Il ritorno nel ventre di Napoli di Sorrentino: la città e il suo mito nell’ultimo film Parthenope in corsa a Cannes
L’incipit è il simbolo del ritorno del genio e la sua straordinarietà è semantica. Parthenope, ultima opera di Paolo Sorrentino, va a Cannes laddove il grande regista napoletano esordi con il suo film più affascinante e anarchico: L’uomo in più. E così, dopo È stata la mano di Dio, il premio Oscar torna a identificarsi con Napoli rinverdendone il mito della grande madre fondatrice, leggenda marina di una Dea bella e irraggiungibile come la città.
“Parthenope”, il ritorno di Paolo Sorrentino
Il trailer mostra Gary Oldman che, dinanzi allo splendore del golfo, piange, in un misto di commozione e incredulità. Il poster raffigura la sirena, genitrice divina di Napoli. E Paolo Sorrentino, che distribuirà il film anche negli Stati Uniti, punta decisamente al bis dell’Oscar vinto, per il miglior film straniero, con La Grande Bellezza, affresco originale e suggestivo di Roma e della sua eternità.

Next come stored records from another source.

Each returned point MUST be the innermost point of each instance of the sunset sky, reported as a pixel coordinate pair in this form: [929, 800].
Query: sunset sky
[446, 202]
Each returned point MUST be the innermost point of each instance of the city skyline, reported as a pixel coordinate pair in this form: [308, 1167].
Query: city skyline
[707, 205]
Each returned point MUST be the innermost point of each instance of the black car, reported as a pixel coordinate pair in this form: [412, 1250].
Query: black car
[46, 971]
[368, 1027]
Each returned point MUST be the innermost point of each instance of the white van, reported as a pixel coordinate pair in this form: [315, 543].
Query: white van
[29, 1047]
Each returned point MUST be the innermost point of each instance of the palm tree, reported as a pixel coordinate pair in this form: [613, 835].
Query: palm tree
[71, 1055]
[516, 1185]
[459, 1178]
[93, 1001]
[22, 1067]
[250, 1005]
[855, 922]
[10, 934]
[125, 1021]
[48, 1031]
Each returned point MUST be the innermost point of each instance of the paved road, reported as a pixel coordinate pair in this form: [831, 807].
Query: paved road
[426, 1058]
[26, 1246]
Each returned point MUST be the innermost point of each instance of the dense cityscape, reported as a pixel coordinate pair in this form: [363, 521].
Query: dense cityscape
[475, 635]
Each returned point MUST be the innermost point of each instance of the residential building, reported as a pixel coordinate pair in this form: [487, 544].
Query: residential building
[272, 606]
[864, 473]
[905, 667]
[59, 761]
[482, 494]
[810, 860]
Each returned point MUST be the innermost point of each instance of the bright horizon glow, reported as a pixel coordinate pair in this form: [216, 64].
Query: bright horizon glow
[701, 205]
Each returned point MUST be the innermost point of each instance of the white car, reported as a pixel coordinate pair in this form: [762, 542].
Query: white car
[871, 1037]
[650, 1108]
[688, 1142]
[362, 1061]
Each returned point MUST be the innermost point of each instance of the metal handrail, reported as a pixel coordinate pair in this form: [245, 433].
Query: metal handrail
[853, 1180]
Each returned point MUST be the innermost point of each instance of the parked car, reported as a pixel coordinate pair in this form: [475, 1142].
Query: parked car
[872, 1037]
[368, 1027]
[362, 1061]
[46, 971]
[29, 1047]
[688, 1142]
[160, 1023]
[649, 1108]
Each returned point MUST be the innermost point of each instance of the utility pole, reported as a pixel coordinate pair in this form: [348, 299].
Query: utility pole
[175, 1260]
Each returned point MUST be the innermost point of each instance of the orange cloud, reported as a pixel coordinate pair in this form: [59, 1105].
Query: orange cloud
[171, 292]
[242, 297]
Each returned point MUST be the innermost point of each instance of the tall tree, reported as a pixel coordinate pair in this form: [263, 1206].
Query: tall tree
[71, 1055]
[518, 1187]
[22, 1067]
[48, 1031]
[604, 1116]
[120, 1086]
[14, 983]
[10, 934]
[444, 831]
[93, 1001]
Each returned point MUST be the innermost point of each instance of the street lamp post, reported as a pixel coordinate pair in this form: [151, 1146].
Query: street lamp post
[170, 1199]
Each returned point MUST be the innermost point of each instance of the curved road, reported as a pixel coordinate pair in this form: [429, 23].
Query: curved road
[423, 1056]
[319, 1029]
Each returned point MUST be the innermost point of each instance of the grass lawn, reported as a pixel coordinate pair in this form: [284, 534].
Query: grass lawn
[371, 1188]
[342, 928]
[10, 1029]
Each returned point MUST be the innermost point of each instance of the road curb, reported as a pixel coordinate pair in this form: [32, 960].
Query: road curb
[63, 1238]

Sullo schermo Napoli e l’identità partenopea del regista
Geniale e intuitivo, felliniano ma ispirato da Scorsese, volitivo e curioso, sin dall’uomo in più ha simboleggiato la sua identità partenopea e anche l’analisi del relativismo benigno, neologismo che intona la positività di personaggi apparentemente negativi, come Tony Pisapia-Servillo, nell’opera prima o come lo straordinario usuraio interpretato da Giacomo Rizzo ne L’amico di famiglia.
Paolo Sorrentino, nei suoi film note biografiche e riflessioni “universali”
È stata la mano di Dio era la riproposizione autobiografica di un’infanzia irrimediabilmente legata a Maradona. Fu una trasferta del Napoli, a 18 anni, a salvargli la vita, mentre i genitori morivano per una esalazione da gas. Il suo cursus honorem è privo di errori. Il Divo, leggendaria e soggettiva ricostruzione biografica di Giulio Andreotti, lega la metafora cinematografica al dualismo bene-male.
Nell’ultimo film, staticità e continua rigenerazione di Napoli
Parthenope sembra voler rivendicare la staticità di Napoli e insieme la sua continua rigenerazione, il crollo e la riemersione. Napoli che sa ammaliarti e farti male, Capri, luogo estivo, che diventa il diamante che l’accompagna e in mezzo, come con La Grande Bellezza, la caducità della giovinezza, il sentimento leopardiano della felicità che fugge nel simulacro che ospita la vita e la tomba del nostro più grande poeta romantico. Un nuovo Sorrentino, un altro inizio, il cinema che si fa arte e risplende. Eternamente, come Napoli.